Molecular probes for picric acid (PA) in both solution and solid states are important owing to their wide usage in industry. This paper deals with the design and development of a glucosyl conjugate of pyrene (L 1 ) along with control molecular systems, possessing anthracenyl (L 2 ), naphtyl (L 3 ), and phenyl (L 4 ) moieties, via Knoevenagel condensation of 2,4-pentanedione with d-glucose. The selectivity of L 1 toward PA has been demonstrated on the basis of fluorescence and absorption spectroscopy, and the species of recognition by electrospray ionization mass spectrometry.

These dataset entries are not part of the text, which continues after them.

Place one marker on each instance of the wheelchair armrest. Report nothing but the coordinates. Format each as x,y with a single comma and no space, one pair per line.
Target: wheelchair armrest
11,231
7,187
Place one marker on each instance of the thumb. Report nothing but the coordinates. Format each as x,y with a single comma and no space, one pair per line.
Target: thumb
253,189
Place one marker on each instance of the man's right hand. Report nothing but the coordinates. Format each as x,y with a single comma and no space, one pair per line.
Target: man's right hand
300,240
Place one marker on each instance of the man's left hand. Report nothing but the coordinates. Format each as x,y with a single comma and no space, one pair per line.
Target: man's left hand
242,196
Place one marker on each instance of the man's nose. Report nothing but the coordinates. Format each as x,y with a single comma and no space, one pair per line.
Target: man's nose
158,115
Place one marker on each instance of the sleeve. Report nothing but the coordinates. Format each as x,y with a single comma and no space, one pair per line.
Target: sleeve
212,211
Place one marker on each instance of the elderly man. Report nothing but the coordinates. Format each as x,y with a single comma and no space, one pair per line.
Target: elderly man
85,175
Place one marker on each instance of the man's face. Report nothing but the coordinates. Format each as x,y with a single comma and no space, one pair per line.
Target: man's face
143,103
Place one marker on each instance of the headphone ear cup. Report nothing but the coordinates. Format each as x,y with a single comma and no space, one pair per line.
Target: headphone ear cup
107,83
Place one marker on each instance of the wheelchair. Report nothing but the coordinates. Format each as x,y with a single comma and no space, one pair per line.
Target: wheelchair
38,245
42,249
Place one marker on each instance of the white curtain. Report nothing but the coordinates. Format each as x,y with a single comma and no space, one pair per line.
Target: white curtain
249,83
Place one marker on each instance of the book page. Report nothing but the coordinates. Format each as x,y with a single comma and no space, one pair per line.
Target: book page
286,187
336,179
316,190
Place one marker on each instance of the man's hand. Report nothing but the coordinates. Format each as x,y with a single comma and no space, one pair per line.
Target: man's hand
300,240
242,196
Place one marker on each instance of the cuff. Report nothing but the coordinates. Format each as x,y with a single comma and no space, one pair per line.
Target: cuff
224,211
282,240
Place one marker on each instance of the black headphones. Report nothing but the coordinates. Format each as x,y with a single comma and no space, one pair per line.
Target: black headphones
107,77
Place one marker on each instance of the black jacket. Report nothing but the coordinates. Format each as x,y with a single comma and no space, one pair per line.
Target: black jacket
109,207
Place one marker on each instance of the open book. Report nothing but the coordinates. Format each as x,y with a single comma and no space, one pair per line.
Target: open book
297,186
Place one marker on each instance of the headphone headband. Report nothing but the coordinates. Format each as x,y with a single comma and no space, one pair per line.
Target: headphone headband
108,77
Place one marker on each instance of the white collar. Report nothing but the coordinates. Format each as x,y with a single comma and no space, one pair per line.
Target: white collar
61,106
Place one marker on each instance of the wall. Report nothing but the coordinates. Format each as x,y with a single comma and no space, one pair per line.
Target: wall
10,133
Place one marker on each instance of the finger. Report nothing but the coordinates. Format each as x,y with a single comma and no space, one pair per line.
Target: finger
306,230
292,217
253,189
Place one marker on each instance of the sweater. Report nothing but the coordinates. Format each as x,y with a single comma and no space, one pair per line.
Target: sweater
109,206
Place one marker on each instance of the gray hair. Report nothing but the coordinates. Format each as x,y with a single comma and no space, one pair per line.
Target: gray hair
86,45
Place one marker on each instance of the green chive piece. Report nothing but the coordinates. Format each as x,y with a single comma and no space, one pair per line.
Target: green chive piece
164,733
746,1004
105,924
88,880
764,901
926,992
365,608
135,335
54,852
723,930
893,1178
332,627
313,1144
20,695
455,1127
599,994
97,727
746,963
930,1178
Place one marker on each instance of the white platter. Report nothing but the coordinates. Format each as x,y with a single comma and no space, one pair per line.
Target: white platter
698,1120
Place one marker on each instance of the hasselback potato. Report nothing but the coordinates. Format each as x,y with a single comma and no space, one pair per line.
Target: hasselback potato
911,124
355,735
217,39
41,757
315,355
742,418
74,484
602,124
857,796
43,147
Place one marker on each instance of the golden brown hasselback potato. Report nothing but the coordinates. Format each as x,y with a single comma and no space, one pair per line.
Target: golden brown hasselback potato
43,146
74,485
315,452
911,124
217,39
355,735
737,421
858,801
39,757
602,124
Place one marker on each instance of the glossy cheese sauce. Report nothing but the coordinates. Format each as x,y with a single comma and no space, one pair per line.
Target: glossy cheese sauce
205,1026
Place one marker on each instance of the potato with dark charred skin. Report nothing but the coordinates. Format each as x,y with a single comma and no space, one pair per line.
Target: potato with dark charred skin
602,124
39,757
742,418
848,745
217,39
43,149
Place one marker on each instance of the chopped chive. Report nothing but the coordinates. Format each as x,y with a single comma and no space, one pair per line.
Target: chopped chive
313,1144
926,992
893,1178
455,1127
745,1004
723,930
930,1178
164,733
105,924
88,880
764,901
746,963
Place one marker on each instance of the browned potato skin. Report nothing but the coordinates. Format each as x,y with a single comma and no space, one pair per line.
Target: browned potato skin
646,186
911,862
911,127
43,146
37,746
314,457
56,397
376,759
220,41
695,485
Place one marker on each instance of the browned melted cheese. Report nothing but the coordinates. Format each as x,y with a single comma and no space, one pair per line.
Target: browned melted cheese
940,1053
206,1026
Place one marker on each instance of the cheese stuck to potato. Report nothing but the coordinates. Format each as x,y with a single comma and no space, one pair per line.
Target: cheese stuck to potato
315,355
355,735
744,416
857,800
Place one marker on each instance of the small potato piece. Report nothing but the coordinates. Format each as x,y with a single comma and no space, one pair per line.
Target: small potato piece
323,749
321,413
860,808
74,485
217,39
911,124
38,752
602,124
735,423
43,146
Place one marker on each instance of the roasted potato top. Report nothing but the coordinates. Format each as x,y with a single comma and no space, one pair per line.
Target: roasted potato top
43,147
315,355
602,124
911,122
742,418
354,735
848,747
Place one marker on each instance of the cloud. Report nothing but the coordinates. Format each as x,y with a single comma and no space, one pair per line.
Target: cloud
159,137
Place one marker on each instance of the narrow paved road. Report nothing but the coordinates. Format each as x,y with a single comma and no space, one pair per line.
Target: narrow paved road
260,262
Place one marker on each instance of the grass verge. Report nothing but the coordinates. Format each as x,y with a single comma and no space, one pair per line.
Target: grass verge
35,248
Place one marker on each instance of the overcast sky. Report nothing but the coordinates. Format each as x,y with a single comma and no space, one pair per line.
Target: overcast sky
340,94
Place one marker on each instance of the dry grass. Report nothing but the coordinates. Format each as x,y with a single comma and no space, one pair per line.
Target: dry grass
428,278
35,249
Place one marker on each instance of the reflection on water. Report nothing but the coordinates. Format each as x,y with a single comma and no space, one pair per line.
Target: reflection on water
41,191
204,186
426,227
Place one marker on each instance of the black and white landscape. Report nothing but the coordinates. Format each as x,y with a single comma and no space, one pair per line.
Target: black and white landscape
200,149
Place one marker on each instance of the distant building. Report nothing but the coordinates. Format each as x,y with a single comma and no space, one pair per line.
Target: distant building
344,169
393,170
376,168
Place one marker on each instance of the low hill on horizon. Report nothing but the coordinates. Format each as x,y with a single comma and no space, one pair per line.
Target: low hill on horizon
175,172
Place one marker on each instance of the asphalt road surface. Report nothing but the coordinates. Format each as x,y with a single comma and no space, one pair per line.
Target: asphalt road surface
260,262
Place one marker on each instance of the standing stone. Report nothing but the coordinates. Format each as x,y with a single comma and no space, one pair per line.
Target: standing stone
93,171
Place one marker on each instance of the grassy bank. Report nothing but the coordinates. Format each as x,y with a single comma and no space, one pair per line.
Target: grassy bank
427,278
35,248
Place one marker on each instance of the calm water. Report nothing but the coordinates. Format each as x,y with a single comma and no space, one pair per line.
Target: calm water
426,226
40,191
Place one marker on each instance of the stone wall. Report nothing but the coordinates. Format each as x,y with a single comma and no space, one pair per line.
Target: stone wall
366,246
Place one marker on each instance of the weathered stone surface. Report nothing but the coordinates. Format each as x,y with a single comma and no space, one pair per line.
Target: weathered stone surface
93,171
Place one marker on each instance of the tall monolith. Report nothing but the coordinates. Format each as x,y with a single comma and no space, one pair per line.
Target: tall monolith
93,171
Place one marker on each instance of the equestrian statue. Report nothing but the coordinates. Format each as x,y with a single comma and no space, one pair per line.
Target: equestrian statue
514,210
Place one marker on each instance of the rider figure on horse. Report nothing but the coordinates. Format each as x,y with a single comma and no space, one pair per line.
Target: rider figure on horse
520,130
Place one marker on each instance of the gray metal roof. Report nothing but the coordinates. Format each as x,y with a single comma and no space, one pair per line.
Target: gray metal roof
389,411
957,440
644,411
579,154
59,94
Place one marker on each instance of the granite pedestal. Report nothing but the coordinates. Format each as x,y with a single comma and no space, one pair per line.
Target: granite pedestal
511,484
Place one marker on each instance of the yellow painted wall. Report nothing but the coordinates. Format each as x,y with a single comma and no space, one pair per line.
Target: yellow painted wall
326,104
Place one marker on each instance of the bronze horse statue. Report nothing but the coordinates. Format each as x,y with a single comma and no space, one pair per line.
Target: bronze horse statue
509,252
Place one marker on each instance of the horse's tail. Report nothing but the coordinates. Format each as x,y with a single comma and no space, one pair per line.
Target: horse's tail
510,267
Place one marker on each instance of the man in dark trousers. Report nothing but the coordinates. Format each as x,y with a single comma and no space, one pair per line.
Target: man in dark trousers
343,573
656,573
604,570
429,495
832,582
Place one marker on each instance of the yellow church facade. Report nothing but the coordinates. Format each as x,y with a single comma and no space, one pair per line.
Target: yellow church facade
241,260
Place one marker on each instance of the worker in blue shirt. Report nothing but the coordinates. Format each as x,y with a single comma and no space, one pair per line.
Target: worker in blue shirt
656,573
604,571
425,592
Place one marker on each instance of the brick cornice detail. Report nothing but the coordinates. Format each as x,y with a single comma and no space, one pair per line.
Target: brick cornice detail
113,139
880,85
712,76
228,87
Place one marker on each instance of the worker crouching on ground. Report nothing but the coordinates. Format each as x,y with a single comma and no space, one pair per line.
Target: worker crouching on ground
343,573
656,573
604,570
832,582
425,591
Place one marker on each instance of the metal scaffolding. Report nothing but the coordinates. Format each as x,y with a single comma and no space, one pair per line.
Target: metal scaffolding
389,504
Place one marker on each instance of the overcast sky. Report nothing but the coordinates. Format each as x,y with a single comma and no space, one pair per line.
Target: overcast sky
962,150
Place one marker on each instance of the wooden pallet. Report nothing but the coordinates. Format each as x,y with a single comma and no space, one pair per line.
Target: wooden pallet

The role of the aromatic group in the selective receptor property has been addressed among L 1 , L 2 , L 3 , and L 4 . The structural features of the {L 1 + PA} complex were established by density functional theory computations. L 1 was demonstrated to detect PA in solid state selectively over other nitroaromatic compounds (NACs). To study the utility of L 1 in film, cellulose paper strips coated with L 1 were used and demonstrated the selective detection of PA. The observed microstructural features of L 1 and its complex {L 1 + PA} differ distinctly in both atomic force microscopy and scanning electron microscopy, all in the support of the complex formation. Thus, L 1 was demonstrated as a sensitive, selective, and inexpensive probe for PA over several NACs by visual, spectral, and microscopy methods.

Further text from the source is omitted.